Uniform error bounds for finite function classes

In words...

To derive useful error bounds such that these bounds hold for a particular classifier returned by an algorithm after seeing the data, we must resort to a worst-case analysis. Indeed, the classifier chosen by the algorithm depends on the data and by deriving probabilistic results in terms of random draws of the data, this classifier also becomes a random object. A worst-case analysis provides bounds that hold for all classifiers (in a predefined set) and thus we can guarantee that the result holds for a random one.

Technically, such a worst-case analysis leads us to consider uniform deviations of the risk, i.e., to bound the supremum over all classifiers of the deviation between the empirical and true risks.

The most simple bound of this type is obtained for finite sets of classifiers by using the union bound.

Since the obtained result depends on the number of classifiers in the given set, it becomes useless for sets with an infinite number of classifiers. In this case, we must resort to more advanced techniques.

In pictures...

In maths...

We are now interested in uniform bounds of the form $$ \sup_{f\in \F} (R(f)- R_{emp}(f)) \leq \epsilon , $$ where $\F$ is the set of all classifiers possibly returned by the considered algorithm. In order to obtain such bounds, we must derive bounds that hold for all $f\in\F$.

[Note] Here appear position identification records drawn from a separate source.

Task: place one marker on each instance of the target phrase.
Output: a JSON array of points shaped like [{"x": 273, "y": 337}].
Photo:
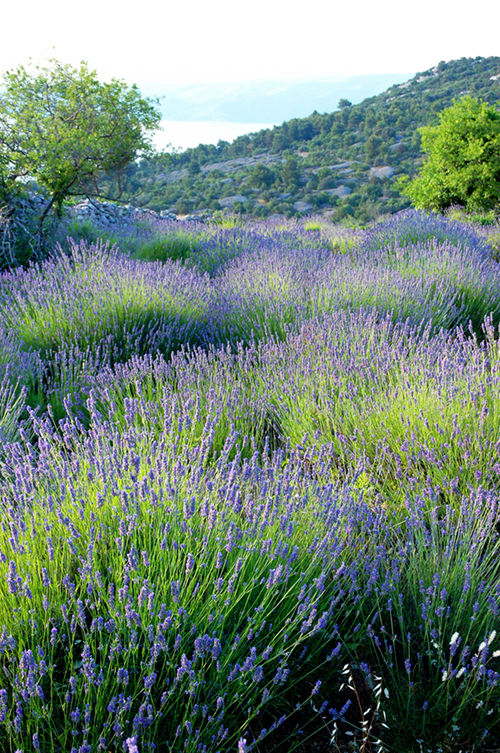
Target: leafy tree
[
  {"x": 63, "y": 128},
  {"x": 261, "y": 177},
  {"x": 463, "y": 159}
]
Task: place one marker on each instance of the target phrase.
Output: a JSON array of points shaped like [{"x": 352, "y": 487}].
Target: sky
[{"x": 155, "y": 42}]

Here, we consider finite function classes $\F$, with $|\F| = n$ classifiers. Let us first focus on the case where the algorithm has to choose between only $n=2$ classifiers, say $f_1$ and $f_2$. Denote by $A_i$ the event corresponding to the observation of a training set leading to $f_i$ having a large deviation between its empirical and expected risks. Then, $$ P(A_i) = P^N \left\{ R(f_i) - R_{emp}(f_i) > \epsilon \right\} \leq \exp\left(-2N \epsilon^2\right) , $$ where the bound on the right-hand side comes from my first and trivial error bound.
The probability of drawing a training set leading to a bad estimation of the risk for either one of the two classifiers is $P(A_1 \cup A_2)$ and can be bounded as $$ P(A_1 \cup\ A_2) \leq P(A_1) + P(A_2) \leq 2\exp\left(-2N\epsilon^2\right) $$ by using the union bound. Extending this reasoning to the case $n>2$ and using the general form of the union bound, we can bound the probability that the risk is badly estimated for any of $n$ classifiers as $$ P(A_1 \cup\ \dots\ \cup A_n) \leq \sum_{i=1}^n P(A_i) , $$ which leads to \begin{align*} P^N\left\{ \exists f\in \mathcal{F}\ :\ R(f) - R_{emp}(f) > \epsilon\right\} & \leq \sum_{i=1}^n \exp(-2 N \epsilon^2)\\ & \leq n \exp(-2N\epsilon^2) . \end{align*}

If we denote by $\delta = n \exp(-2N\epsilon^2)$ the bound on the probability and compute the value of $\epsilon$ as a function of $\delta$, we obtain $$ \epsilon = \sqrt{\frac{\log n + \log \frac{1}{\delta}}{2N}}. $$ Finally, by noting that $$ P^N\left\{ \sup_{f\in \F} (R(f)- R_{emp}(f)) > \epsilon \right\} = P^N\left\{ \exists f\in \mathcal{F}\ :\ R(f) - R_{emp}(f) > \epsilon\right\} , $$ we obtain the following uniform bound.

Given a function class $\F$ of finite cardinality $|\F|=n$, the bound $$ \forall f\in \F,\quad R(f) \leq R_{emp}(f) + \sqrt{\frac{\log n + \log \frac{1}{\delta}}{2N}} $$ holds with probability at least $1-\delta$.

Compared with my first error bound, this bound holds for any classifier in a given function class, and in particular for the one returned by my favorite algorithm. The main difference lies in the additional $\log n$ term in the bound. This corresponds to the fact that this bound actually implies $n$ bounds on different classifiers.